During the crossing, the ferry's cable was damaged by artillery shrapnel, and the ferry began to drift downstream. Koshev plunged into the freezing water in an attempt to retrieve the cable, which had caught on an underwater pile. Diving three times, he managed to retrieve the end of the heavy cable and secure it back to the ferry, saving the tanks from being lost.

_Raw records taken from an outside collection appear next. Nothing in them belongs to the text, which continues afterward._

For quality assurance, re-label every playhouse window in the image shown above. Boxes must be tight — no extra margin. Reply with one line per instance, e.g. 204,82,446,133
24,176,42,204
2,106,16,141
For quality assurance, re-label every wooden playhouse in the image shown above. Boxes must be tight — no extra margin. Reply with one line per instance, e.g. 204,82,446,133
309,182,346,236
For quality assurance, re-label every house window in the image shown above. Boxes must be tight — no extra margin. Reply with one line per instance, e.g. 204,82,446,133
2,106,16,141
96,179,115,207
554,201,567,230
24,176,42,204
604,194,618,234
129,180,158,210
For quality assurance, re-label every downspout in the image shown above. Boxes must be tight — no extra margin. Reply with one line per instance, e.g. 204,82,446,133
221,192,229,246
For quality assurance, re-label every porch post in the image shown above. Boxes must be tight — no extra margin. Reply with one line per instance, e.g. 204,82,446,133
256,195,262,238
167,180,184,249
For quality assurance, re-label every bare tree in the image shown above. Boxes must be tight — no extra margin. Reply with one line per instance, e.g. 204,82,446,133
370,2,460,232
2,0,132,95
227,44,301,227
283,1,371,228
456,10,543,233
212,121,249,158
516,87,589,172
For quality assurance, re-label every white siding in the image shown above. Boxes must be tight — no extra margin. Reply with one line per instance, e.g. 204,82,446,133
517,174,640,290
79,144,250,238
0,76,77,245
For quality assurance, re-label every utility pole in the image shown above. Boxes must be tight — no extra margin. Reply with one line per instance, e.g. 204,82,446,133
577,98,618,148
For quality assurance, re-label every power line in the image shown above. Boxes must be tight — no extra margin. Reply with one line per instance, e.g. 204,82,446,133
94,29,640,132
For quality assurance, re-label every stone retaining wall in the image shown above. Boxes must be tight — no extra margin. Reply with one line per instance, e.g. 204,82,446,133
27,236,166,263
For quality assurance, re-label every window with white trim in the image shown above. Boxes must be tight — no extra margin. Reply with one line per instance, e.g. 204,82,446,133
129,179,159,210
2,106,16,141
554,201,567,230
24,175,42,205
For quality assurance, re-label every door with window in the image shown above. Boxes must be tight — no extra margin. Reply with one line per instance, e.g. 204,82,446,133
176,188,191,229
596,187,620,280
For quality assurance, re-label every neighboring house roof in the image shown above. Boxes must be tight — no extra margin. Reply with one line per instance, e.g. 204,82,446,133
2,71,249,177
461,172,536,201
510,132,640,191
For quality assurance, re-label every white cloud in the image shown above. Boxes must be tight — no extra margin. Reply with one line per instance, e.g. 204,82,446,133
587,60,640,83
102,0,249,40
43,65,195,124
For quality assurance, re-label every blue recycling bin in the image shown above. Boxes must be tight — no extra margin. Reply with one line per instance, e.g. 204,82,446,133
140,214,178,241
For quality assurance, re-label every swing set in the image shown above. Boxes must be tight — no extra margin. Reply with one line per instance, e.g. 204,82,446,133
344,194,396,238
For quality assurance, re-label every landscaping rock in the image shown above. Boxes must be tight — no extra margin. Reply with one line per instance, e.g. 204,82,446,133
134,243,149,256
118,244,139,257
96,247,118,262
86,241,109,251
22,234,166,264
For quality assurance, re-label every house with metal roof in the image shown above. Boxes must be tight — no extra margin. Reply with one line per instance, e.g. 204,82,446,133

By a decree of the Presidium of the Supreme Soviet of the USSR on 13 September 1944, for the exemplary execution of combat missions and the courage and heroism displayed in the fight against the German fascist invaders, Yefreytor Aliy Yusufovich Koshev was awarded the title of Hero of the Soviet Union, along with the Order of Lenin and the "Gold Star" medal (No. 4566).

== Awards ==
- Hero of the Soviet Union (13 September 1944)
- Order of Lenin (13 September 1944)
- Medal "For Courage" (18 August 1943)
- Medal "For the Defense of the Caucasus" (25 April 1945)
- Jubilee Medal "In Commemoration of the 100th Anniversary of the Birth of Vladimir Ilyich Lenin"
- Medal "For the Victory over Germany in the Great Patriotic War 1941–1945" (9 May 1945)
- Jubilee Medal "Twenty Years of Victory in the Great Patriotic War 1941–1945" (7 May 1965)
- Other medals

== Memorials ==
- The Hero's name is engraved in gold letters in the Hall of Glory at the Central Museum of the Great Patriotic War in Victory Park, Moscow.
- A memorial monument was erected at his grave.
- Streets are named after him in Tlyustenkhabl and Blechepsin, as well as School No. 5 in his native village.
- A bust of Koshev is installed in front of the school in Blechepsin.
- A commemorative plaque is installed on the facade of the house where he lived in Maykop (10 Lenin Street).

== See also ==
- List of Heroes of the Soviet Union

== Bibliography ==
- Shkadov, Ivan (1987). Герои Советского Союза: Краткий биографический словарь [Heroes of the Soviet Union: A Brief Biographical Dictionary] (in Russian). Vol. 1. Moscow: Voenizdat.
- Sidzhakh, Khazretbiy (2005). Твои Герои, Адыгея: очерки о Героях Советского Союза [Your Heroes, Adygea: Essays on Heroes of the Soviet Union] (in Russian). Maykop: Adyghe Republican Book Publishing House. pp. 416. ISBN 5-7608-0459-6.
- Герои битвы за Кавказ [Heroes of the Battle for the Caucasus] (in Russian). Tskhinvali: Iryston. 1975.
- Золотые Звёзды Адыгеи [Gold Stars of Adygea] (in Russian) (2nd ed.). Maykop. 1980.
- Aparin, N. G. (1980). "Кошев Алий Юсуфович [Koshev Aliy Yusufovich]". Золотые Звёзды Адыгеи [Gold Stars of Adygea] (in Russian). Maykop. pp. 44–45.